Charts & Graphs

The Talk

How we communicate about reproductive freedom.

A month’s supply of birth-control pills in a circle

Despite an increase in legal punishments for women who sought birth control and abortions across much of Europe, the twelfth-century nun Hildegard of Bingen shared remedies for “retention of the menses” in her medical texts. This way of classifying the drugs, historian Etienne van de Walle wrote in 1997, “created a zone of opportunity for women who resolved to terminate a pregnancy.”

When copying manuscripts of Dioscorides’ first-century medico-botanical handbook De materia medica, medieval scribes sometimes added marginal comments noting any purported contraceptive or abortifacient properties unmentioned in the original text. Around 1310 Peter of Abano added a note to the entry concerning an herb called asarus, explaining that “uninformed people” take it before sex to prevent conception.

Often calling themselves fortune-tellers and astrologists, nineteenth-century sellers of contraception and abortifacients resorted to euphemisms and redactions to advertise their wares. An 1839 advertisement in the New York Sun described a pill designed to “produce a******n”; later in the century, birth-control advocate Edward Bliss Foote advertised an abortion implement as an “impregnating syringe” meant for “married women only.”

An 1873 law named for anti-obscenity campaigner Anthony Comstock deemed information about contraception too obscene for publication.
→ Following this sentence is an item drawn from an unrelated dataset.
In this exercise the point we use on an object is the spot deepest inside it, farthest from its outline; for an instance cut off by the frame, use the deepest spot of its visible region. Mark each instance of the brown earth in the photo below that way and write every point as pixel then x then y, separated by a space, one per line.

Activist Angela Heywood argued against the law in an 1893 article: “Is it ‘proper,’ ‘polite,’ for men, real he men, to go to Washington to say, by penal law, fines, and imprisonment, whether woman may continue her natural right to wash, rinse, or wipe out her own vaginal body opening—as well as legislate when she may blow her nose, dry her eyes, or nurse her babe?”

In 1933 birth-control activist Margaret Sanger deliberately broke a law prohibiting the importation of contraceptives by having 120 barrier devices sent from Japan to one of her clinics. In the resulting United States v. One Package of Japanese Pessaries, a federal judge ruled in the clinic’s favor, arguing that the pessaries “might also be capable of legitimate uses.”

The FDA approved the first commercially available birth-control pill in 1960. “I would never agree that the pill really liberates women,” Toni Cade Bambara wrote nine years later, “but the pill gives her choice, gives her control over at least some of the major events in her life. And it gives her time to fight for liberation in those other areas.”

Many American country-music radio stations refused to play Loretta Lynn’s 1975 song “The Pill,” which includes the lyrics “All I’ve seen of this old world is a bed and a doctor bill / I’m tearing down your brooder house ’cause now I’ve got the pill.” Lynn said in an interview that rural doctors told her the song “had done more to promote rural acceptance of birth control than any official medical or social-services efforts.”

In 1996 Bill Clinton signed into law a $250 million federal program offering states funding over five years to establish and support abstinence-only sex-education programs in public schools. The only state to refuse the funding in the program’s first year was California. In subsequent years fifteen additional states refused further funding, opting instead to return to comprehensive sex-education curricula that cover the proper use of birth-control methods.